According to the state court ruling, cited by CNN, the parents allege that in December 2020 a patient entered where the frozen embryos were stored and while trying to remove them, he burned his hand in the cold, dropping them and “killing” them.

This is the first known case in which a US court says frozen embryos are human beings. And while the court’s decision does not ban IVF, critics of this ruling fear it will have profound consequences for the way the fertility industry operates.

“This ruling is extremely alarming. It undermines people’s ability to make decisions about their own family planning through IVF,” warns Elizabeth Smith, director of state policy at the US Center for Reproductive Rights.

“IVF providers can stop offering IVF completely or leave Alabama now that they could face sanctions,” the expert highlighted to Noticias Telemundo via email, before Governor Ivey signed a law that seeks to protect the procedure, which resulted in the reopening of clinics that had closed.

And the recent state court decision raised many questions for families and fertility experts: Would medical providers be held liable every time an embryo does not develop into a successful pregnancy? Would parents have to pay fees for lifetime storage of embryos they can never discard?

“When we freeze the embryos, we expect that about 97%, 98% of the embryos will survive the thawing process,” explains Dr. Rubén Alvero, director of the Division of Reproductive Endocrinology and Infertility at Lucille Packard Children’s Hospital.

While IVF clinics opened again Thursday, a day after the bill protecting the procedure was signed, the new legislation does not address issues around the recognition of embryos as persons that led some providers to suspend some services.

“I am happy for the protections that have been put in place for IVF to resume in Alabama, however, there is still much in this legislation that needs to be addressed,” León said. “My heart goes out to those who had to stop their treatments during this time.”

Minorities in the United States, especially of Latino and black origin, are already at a disadvantage when it comes to care and access to health services, explains Rodríguez, so another concern as a result of the Alabama ruling is that it will be stigmatized. even more reproductive care.

“Our community is already the least likely to receive this type of care because it does not even have access to other types of services,” says the expert. “Alabama is home to one of the fastest growing Latino populations in the country.”

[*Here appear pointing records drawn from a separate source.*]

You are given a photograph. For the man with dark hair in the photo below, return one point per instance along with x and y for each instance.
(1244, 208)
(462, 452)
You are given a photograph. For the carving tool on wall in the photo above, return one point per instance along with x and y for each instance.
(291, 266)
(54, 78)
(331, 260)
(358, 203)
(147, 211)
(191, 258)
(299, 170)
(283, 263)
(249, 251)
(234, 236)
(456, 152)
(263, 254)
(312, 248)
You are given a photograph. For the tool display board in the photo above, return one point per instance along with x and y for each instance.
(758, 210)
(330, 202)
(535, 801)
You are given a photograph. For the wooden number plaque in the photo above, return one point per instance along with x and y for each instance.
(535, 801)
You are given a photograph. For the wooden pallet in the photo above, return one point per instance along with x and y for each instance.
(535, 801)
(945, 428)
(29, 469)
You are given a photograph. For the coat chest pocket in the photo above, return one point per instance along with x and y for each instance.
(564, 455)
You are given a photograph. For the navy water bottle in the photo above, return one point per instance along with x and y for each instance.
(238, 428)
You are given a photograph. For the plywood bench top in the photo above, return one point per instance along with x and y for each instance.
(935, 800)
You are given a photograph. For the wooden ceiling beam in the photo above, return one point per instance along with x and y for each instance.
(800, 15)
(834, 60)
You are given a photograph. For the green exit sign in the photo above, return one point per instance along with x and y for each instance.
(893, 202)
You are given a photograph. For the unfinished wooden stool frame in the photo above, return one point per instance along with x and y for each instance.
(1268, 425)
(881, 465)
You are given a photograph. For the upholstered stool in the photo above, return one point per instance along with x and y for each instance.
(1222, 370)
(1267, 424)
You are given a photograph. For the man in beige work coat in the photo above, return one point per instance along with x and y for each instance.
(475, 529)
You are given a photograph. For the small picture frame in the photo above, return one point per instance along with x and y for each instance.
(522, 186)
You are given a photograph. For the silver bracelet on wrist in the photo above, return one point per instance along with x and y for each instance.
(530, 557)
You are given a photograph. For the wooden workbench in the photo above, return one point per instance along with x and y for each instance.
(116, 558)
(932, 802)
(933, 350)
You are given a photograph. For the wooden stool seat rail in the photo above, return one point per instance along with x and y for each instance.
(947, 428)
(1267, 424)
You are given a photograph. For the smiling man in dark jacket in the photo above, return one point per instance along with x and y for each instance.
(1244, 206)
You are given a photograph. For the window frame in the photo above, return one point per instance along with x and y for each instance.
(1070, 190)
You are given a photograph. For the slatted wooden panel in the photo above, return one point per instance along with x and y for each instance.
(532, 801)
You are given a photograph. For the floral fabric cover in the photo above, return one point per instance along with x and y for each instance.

Rodríguez highlights that in the fight for reproductive rights, it is important to see the full picture of a person’s reproductive life. “It’s not just about having access to abortion, it’s about access to contraception, prenatal care, having children if you want, fertility support through IVF if you need it, and postpartum care once you have children,” she points out.

“It’s troubling that any part of this whole picture of reproductive care would be eliminated.”